Os defensores da privacidade estão a debater como os cidadãos devem ser informados quando são alvos deste tipo de tecnologia, tendo direito a optarem não serem guardadas quaisquer imagens suas, com exceção óbvia aos atos a que estão obrigados por lei, como por exemplo a obtenção de passaporte ou carta de condução. Porém, estes esforços não estão a impedir as empresas de avançar com a implementação de reconhecimento facial, até porque é um negócio milionário. Segundo a CBC e o TheStar, a Polícia de Toronto e a Polícia de Montreal investiram quantias a rondar o meio milhão de dólares no teste e implementação deste género de tecnologias, o que leva a uma questão pertinente:

Havendo a utilização de dinheiros públicos nestes projetos, porque não estão os cidadãos a ser devidamente informados, de antemão, dos detalhes da utilização do reconhecimento facial nas forças policiais?

A falta de transparência não ajuda, definitivamente, à conquista da confiança necessária à implementação na sua plenitude deste género de tecnologias. Contudo, a questão dos prós e contras quanto ao reconhecimento facial não se fica por aí. A sua utilização para, por exemplo, identificar criminosos que estejam indexados numa base de dados dá aso ao surgimento de falsos positivos. Em Londres, esta tecnologia identificou erradamente pessoas inocentes obtendo um total de 96% falsos positivos, de acordo com o jornal The Independent. Fontes ligadas a estes projetos, dão conta, também, que a taxa de sucesso na identificação de sujeitos é substancialmente superior em pessoas caucasianas. A razão para este resultado deve-se ao facto do software ser, maioritariamente, desenvolvido por pessoas caucasianas, o que levantará, muito provavelmente, questões de racismo, quando estiverem em causa falsos positivos.

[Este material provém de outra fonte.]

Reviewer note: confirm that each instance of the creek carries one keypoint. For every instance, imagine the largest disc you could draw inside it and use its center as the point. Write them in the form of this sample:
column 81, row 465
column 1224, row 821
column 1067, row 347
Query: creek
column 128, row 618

Apesar de toda a controvérsia, as grandes multinacionais Google, Apple, Facebook, Amazon e Microsoft são exemplos de empresas que já possuem os seus próprios sistemas de reconhecimento facial, com taxas elevadas de sucesso. Também empresas como o Walmart e a Target testaram e implementaram a tecnologia em determinados locais, pelo que se prevê que nos próximos anos se ouça falar muito mais sobre esta realidade. Fica a pergunta: terão os políticos a coragem, a arte e o engenho para recuperar o tempo perdido e legislar no sentido de evitar possíveis usos menos corretos deste género de tecnologia?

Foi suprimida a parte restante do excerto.